The American people do not get to demand a ransom for doing their jobs.US President Barack Obama
Obama said he was holding firm that he would not negotiate concessions to the Republican-led House for it to perform Congress' constitutional responsibilities.
US President Barack Obama tells a news conference in the White House briefing room that the US economy risks a "very deep recession" if Congress doesn't raise the $US16.7 trillion debt ceiling. Photo: Bloomberg
"I am happy to talk with him and other Republicans about anything," Mr Obama said of House Speaker John Boehner, "not just issues I think are important, but also issues that they think are important. But I also told him that having such a conversation, talks, negotiations shouldn't require hanging the threats of a government shutdown or economic chaos over the heads of the American people.
"Think about it this way," he added. "The American people do not get to demand a ransom for doing their jobs."
Mr Obama had phoned Mr Boehner earlier on Tuesday to urge him to allow a House vote on a budget bill without conditions, as Mr Boehner called on the president to come to the negotiating table to resolve a spending standoff that has shuttered the government for eight days.
The competing pushes by the President and Mr Boehner came after a closed-door meeting of House Republicans produced no new offers to resolve the spending stalemate and no plan for what to do about the fact that the federal government is set to hit its borrowing limit next week.
According to the White House, the president again told Mr Boehner that he was willing to negotiate, but only after the "threat of government shutdown and default have been removed." The White House said that areas the president would be willing to discuss included "how to strengthen the Affordable Care Act and continue to reduce the nation's deficit."
The speaker's office said the call broke no new ground. "The president called the speaker again today to reiterate that he won't negotiate on a government funding bill or debt limit increase," said Brendan Buck, a spokesman for Mr Boehner.
Even as Mr Boehner's office put out word of the call, Mr Buck declined to say how the speaker had responded to the president.
More than a week into the shutdown and nine days from a possible debt default, House Republicans emerged from their meeting with a united demand: They will make no move to resolve either crisis until Mr Obama extends an olive branch.
"Refusing to negotiate is an untenable position," Mr Boehner said.
Republican Kevin McCarthy of California, the number three House Republican, said: "Mr.

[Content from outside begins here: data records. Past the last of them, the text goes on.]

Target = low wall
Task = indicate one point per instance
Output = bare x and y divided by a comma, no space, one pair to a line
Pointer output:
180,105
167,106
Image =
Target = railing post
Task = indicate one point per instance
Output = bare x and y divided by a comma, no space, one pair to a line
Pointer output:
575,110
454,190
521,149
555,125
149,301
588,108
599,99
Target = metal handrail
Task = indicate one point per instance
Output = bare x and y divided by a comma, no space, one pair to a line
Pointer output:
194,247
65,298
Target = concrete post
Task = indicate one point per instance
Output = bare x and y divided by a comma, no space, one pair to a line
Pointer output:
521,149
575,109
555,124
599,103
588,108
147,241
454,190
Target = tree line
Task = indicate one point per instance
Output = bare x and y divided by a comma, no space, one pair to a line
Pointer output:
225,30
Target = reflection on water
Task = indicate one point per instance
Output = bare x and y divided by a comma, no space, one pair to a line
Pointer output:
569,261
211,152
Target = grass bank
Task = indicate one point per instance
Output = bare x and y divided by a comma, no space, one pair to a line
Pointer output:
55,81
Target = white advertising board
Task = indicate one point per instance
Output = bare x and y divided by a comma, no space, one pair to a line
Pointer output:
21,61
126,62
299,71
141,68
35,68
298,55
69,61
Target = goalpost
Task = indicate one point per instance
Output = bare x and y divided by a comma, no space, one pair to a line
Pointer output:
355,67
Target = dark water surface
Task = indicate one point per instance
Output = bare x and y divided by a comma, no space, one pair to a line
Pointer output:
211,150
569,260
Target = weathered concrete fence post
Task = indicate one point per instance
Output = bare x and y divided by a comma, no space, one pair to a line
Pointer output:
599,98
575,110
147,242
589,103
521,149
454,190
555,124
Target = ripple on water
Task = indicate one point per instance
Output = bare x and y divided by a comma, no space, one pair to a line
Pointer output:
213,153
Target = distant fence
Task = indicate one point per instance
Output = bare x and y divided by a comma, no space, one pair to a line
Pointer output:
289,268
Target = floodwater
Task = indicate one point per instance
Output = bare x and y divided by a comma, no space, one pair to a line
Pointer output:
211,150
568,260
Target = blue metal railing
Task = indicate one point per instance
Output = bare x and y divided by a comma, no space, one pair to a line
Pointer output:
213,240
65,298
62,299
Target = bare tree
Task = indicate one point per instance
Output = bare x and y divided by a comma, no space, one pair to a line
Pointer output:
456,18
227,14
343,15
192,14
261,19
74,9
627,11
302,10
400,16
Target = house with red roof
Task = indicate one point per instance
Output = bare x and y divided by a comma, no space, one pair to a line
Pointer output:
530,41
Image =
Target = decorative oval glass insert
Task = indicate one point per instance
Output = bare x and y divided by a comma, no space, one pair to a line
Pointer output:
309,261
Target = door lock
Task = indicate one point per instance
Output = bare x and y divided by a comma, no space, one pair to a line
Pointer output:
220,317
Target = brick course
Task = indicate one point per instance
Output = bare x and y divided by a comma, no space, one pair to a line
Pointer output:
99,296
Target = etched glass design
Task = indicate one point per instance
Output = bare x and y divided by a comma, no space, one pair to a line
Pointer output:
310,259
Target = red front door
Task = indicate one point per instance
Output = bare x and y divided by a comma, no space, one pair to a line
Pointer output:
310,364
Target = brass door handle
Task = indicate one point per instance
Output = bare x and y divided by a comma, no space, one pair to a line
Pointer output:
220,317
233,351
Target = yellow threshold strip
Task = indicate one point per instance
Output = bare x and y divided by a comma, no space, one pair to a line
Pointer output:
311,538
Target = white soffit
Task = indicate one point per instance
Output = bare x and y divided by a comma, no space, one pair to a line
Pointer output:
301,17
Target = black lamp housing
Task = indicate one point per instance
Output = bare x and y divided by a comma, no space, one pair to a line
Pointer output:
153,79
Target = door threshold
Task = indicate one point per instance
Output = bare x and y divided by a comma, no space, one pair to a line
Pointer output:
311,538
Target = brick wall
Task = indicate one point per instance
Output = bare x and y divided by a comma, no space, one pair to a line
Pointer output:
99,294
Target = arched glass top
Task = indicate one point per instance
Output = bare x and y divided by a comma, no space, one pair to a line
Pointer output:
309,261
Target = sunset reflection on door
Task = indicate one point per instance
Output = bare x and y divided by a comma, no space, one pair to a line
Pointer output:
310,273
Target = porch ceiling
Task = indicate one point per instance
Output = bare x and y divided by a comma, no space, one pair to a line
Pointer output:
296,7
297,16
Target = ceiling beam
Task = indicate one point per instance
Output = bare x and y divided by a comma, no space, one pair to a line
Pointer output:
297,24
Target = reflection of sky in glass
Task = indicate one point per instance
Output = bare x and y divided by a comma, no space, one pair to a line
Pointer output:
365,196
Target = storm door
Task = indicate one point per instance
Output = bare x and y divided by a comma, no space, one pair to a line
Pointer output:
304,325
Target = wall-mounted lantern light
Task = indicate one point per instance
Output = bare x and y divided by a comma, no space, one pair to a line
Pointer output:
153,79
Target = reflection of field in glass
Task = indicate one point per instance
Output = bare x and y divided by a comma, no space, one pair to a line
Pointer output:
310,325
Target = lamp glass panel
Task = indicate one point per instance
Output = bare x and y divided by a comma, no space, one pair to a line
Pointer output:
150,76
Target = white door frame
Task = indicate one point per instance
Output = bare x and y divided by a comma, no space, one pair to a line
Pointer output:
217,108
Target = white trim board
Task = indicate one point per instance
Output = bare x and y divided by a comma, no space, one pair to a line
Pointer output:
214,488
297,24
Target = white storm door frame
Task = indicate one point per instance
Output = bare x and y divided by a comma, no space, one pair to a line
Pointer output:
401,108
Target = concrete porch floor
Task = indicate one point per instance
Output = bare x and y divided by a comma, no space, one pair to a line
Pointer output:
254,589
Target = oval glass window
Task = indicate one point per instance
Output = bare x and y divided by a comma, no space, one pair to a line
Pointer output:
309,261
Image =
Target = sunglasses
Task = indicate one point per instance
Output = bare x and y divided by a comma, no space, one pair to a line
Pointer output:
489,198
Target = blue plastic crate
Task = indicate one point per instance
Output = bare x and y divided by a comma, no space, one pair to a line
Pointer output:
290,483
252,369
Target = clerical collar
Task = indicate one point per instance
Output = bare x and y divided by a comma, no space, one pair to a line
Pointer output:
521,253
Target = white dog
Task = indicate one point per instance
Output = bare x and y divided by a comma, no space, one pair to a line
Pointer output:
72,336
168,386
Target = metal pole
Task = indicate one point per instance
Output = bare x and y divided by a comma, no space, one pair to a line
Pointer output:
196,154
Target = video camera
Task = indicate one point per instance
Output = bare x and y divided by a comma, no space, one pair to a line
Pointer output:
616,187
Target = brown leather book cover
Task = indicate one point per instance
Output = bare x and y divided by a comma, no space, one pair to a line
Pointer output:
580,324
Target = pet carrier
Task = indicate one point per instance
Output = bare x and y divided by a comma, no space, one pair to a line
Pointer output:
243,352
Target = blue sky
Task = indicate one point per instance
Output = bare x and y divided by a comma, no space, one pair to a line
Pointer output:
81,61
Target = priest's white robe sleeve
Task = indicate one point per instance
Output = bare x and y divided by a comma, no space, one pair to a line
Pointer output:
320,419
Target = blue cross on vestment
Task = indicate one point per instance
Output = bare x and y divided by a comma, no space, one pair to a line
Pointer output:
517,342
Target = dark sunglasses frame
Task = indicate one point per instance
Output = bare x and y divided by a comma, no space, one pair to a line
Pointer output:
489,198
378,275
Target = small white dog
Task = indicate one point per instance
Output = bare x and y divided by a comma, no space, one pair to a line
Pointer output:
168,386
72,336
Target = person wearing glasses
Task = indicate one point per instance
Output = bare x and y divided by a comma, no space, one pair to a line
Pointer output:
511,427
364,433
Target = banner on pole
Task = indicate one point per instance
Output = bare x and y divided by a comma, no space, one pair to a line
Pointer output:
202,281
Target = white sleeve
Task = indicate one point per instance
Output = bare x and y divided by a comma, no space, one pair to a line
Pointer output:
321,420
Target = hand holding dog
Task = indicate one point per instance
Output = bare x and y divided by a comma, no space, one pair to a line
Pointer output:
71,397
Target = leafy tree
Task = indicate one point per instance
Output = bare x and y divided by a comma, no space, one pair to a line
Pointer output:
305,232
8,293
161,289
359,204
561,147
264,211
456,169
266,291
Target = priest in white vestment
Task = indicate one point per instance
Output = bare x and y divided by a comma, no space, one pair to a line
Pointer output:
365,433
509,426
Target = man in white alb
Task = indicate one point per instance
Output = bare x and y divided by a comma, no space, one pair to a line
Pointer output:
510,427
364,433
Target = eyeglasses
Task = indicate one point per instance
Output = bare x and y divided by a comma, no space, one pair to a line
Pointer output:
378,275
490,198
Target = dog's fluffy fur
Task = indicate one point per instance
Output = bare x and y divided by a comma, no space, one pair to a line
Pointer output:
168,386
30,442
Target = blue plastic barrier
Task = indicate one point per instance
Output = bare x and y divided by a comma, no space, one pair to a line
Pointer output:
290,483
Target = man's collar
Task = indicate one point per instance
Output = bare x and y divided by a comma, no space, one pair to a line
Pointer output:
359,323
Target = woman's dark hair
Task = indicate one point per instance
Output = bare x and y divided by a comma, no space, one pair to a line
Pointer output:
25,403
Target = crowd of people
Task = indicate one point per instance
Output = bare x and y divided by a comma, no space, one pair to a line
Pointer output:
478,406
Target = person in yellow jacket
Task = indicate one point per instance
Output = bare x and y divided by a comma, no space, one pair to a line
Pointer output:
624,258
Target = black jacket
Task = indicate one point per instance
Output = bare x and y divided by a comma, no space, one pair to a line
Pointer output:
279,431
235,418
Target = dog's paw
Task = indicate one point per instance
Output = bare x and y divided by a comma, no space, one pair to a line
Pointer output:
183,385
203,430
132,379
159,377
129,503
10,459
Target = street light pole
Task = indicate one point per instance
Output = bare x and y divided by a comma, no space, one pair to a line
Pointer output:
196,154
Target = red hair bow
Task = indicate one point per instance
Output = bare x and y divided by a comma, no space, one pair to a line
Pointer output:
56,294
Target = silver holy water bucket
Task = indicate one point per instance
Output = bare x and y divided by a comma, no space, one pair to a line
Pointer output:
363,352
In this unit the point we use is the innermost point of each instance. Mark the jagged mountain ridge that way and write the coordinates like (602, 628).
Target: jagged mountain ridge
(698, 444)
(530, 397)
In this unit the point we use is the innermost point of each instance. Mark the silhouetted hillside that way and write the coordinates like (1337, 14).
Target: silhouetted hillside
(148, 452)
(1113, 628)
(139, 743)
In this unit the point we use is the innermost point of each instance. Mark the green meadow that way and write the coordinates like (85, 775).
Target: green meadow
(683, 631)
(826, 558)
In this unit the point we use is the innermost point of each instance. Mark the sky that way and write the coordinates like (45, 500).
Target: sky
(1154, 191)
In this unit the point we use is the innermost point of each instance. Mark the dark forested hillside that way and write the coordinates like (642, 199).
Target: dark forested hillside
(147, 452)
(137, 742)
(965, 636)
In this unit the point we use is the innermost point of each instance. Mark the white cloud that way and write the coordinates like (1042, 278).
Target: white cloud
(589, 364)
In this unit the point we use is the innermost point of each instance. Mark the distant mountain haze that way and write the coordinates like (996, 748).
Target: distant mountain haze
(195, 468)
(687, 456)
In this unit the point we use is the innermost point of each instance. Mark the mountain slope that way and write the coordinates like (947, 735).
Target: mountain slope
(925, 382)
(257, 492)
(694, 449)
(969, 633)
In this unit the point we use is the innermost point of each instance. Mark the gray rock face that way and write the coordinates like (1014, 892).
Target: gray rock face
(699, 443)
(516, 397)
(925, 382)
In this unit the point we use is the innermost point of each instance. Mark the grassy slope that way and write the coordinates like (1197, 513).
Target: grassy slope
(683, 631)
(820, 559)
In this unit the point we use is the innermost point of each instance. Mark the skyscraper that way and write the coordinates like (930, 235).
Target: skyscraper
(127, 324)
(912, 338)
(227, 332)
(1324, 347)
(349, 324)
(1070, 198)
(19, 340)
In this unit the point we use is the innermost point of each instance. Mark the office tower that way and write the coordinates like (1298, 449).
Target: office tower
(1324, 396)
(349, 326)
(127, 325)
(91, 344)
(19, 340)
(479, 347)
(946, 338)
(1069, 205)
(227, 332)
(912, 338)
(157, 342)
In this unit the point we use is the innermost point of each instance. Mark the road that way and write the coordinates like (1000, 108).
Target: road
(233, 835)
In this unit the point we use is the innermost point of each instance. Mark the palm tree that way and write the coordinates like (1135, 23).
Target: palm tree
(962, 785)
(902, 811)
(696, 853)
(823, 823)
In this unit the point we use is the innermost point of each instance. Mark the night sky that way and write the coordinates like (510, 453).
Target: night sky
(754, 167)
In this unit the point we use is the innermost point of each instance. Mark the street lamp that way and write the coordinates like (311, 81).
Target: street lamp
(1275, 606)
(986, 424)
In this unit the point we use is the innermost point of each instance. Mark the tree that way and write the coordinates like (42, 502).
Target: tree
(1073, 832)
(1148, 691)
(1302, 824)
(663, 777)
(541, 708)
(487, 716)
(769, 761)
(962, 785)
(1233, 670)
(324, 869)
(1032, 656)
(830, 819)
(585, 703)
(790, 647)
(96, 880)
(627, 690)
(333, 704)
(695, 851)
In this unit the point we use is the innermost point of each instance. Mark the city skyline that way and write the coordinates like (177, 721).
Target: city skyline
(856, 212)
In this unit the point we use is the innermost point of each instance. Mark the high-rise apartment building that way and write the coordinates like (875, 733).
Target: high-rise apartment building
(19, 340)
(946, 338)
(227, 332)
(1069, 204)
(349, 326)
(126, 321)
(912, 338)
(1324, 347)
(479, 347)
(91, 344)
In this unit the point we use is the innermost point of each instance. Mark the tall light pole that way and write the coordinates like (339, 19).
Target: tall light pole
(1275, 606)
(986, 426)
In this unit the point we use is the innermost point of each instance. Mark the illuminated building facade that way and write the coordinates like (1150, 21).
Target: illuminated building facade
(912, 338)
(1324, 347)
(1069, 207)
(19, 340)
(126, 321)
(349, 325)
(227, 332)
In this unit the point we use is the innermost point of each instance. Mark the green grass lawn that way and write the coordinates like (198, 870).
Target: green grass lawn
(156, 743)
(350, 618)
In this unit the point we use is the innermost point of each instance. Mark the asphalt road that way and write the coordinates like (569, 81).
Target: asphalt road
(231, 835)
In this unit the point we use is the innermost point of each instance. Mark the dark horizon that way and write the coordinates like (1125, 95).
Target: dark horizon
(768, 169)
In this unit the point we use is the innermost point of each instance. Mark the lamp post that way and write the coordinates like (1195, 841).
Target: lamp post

President, give a call. We're ready to answer."
If that is meant to raise the political pressure on Democrats, they showed little sign of backing down on their position that to compromise over the basic functions of financing the government and preventing a default would only encourage more crises and more hostage-taking.
Complicating matters is a Republican contention that the October 17 deadline for a debt ceiling increase is fluid at best, and possibly mythical. Republican John Fleming said lawmakers "have plenty of time" to work out a broad deal to reduce the deficit and overhaul entitlement programs before the statutory borrowing limit must be raised.
"We're already living hand-to-mouth, and have for the last three years," he said. "Why do we want to make the problem even worse?"
Some Republicans continue to say the Treasury is receiving ample tax revenues every day to pay off creditors and avoid a default. Additional government services might close and contracts might be suspended as the administration prioritises debt servicing, they say, but an actual crisis is far off.
"It's like everything else here," said Republican Trent Franks. "People on both sides of every argument seem to employ hyperbole when they could just state the truth and it would still be of significant consequence."